Just ask a soldier why he shines his boots and buttons on his dress uniform if clothes don’t matter. Ask any veteran on Remembrance Day when they dawn their regimental hats and medals to tell you why their uniforms have not value. If clothes don’t matter, why did the signatories of the Geneva Conventions implicitly state a uniform will govern the dictates of treatment an enemy soldier should receive if captured. Spies cloak themselves in the garb of their enemies and can expect no quarter under the Geneva Convention. They are completely at the mercy of the laws of the enemy state. If clothes don’t matter; why did the Mullah’s parade her in a change of garb from a British Seaman?
But clothes not only matter to us but to our enemy the Mad Mullahs of Iran. That’s right, I wrote our enemy. Let me very clear. The mullah’s of Iran are indeed our enemies and not merely misunderstood acquaintances waiting to be allies. There is no possibility of peaceful co-existence within an atmosphere of tolerance and mutual respect. There is no United States of the Middle East.

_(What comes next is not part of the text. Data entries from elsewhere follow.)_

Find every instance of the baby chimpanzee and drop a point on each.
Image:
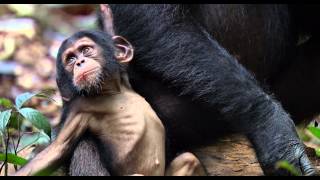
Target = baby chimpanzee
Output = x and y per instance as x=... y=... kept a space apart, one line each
x=94 y=84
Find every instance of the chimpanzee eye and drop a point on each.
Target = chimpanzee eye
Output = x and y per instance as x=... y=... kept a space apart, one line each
x=71 y=59
x=86 y=50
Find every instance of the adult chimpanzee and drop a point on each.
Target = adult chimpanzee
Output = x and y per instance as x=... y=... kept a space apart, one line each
x=187 y=67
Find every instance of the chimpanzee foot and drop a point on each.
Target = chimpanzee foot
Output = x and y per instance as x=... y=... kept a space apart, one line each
x=296 y=156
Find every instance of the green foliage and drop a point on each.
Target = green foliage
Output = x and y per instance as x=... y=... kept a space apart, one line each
x=6 y=103
x=37 y=138
x=4 y=120
x=37 y=119
x=314 y=131
x=12 y=117
x=13 y=159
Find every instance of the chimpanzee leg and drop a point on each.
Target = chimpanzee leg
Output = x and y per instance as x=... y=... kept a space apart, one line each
x=86 y=159
x=171 y=46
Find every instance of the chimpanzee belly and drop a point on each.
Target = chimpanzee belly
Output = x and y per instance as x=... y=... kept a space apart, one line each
x=187 y=123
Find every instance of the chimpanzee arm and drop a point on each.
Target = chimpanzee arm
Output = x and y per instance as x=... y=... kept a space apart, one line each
x=53 y=156
x=170 y=45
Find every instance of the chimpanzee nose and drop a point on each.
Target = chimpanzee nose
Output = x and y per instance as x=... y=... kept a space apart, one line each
x=81 y=62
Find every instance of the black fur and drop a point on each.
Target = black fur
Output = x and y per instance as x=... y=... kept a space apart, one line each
x=199 y=89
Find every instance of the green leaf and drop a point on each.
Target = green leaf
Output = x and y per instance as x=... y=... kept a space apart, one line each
x=37 y=119
x=4 y=119
x=38 y=138
x=22 y=98
x=315 y=131
x=13 y=159
x=317 y=152
x=289 y=167
x=5 y=103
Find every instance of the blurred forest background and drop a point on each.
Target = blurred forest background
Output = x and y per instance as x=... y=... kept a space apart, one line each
x=30 y=36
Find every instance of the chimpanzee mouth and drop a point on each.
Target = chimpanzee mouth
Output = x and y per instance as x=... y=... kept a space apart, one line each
x=90 y=81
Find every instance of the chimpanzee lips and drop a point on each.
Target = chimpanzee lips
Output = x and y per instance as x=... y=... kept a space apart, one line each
x=87 y=78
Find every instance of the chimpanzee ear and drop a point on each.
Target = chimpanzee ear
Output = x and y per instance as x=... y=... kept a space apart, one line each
x=124 y=50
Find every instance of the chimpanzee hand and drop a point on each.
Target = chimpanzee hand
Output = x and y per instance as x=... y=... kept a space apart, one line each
x=276 y=141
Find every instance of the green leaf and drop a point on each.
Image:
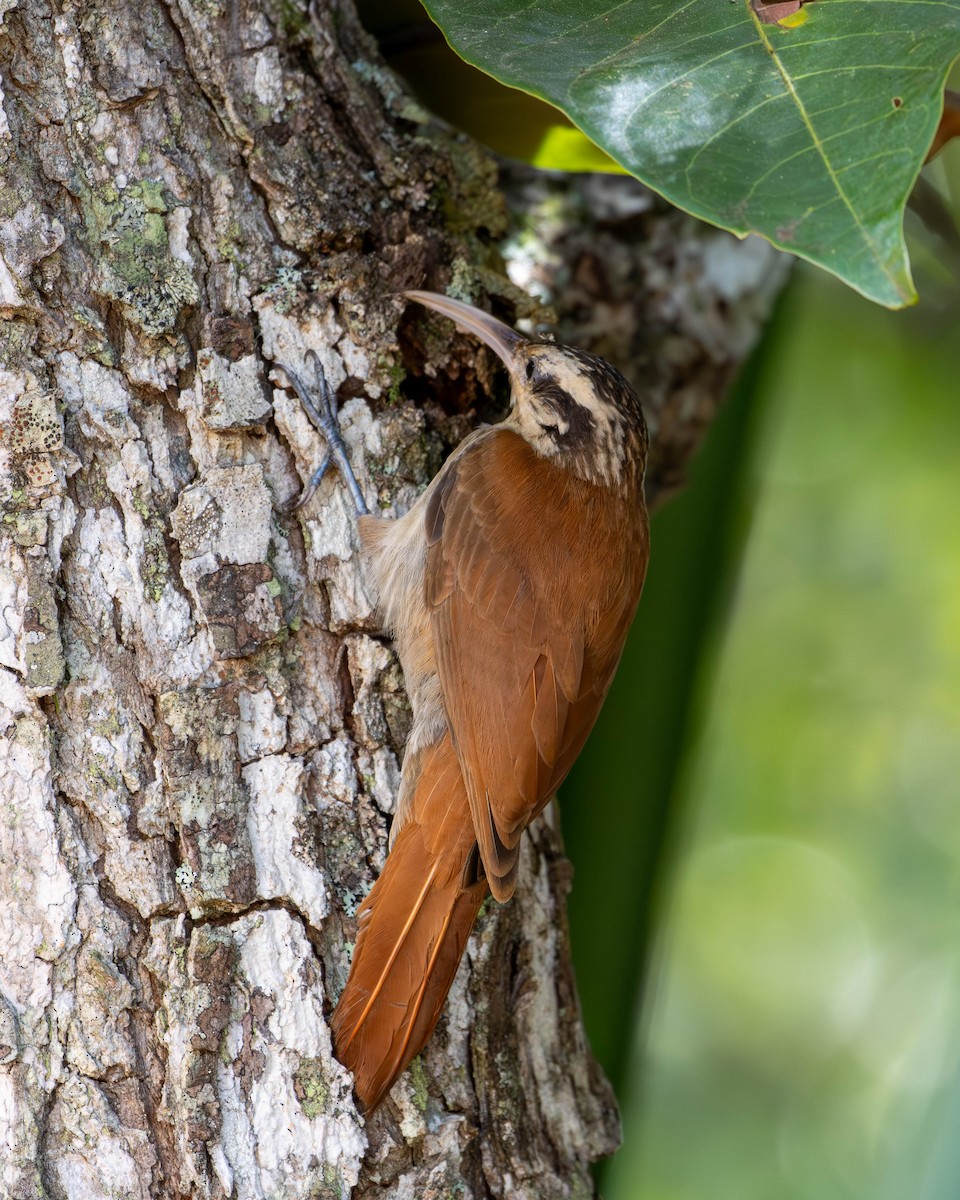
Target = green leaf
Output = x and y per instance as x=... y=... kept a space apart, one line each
x=810 y=136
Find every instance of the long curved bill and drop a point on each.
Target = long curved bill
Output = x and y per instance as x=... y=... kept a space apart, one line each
x=499 y=337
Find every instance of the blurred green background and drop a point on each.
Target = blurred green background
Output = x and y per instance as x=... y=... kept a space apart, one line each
x=793 y=862
x=766 y=822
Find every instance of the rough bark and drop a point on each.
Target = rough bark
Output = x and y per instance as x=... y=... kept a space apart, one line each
x=199 y=724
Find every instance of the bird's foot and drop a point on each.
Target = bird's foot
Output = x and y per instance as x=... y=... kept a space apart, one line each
x=321 y=407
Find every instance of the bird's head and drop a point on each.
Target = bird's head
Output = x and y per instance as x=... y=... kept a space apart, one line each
x=569 y=405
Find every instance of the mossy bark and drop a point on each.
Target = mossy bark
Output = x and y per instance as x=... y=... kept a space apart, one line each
x=199 y=724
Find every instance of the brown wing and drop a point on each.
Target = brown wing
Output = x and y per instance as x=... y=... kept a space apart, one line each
x=532 y=580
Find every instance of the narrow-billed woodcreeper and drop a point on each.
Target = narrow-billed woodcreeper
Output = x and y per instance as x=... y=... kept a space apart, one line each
x=509 y=588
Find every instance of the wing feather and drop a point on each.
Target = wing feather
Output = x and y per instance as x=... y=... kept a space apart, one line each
x=532 y=580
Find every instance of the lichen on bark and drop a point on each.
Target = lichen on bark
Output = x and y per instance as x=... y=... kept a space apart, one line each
x=201 y=726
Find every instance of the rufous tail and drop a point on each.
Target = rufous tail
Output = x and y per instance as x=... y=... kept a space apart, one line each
x=412 y=930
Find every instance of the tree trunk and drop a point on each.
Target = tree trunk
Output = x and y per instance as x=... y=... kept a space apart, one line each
x=201 y=725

The Mullahs have one ultimate goal which is for us to submit our culture and our values to their 12th century theo-thuggery. The Mullah’s do not have a timetable and are prepared to fight and wear us down until each of us submits. One at a time or enmass – it simply makes no difference. They are prepared to fight a long war of attrition; so what concern is it of theirs whether we submit by committing cultural suicide one cartoon at a time if need be as long as we ultimately capitulate? They are resolved to win while we have so intellectually disarmed ourselves so that we can only offer appeasement to starve off the day of our submission and dress it up as an appeal to our higher more cherished values.
I don’t blame Seaman Turney. I blame us - as a society, for so thoroughly disarming ourselves intellectually that even those who are sworn to defend us cannot even mount the most token of defenses before our enemies.
1 comment:
Western women should take a good look at her, that's what the future will hold if nobody in the West stands up for our values.
But even feminists prefer submission to the Mullahs over respecting the democratic choices of the people in their communities.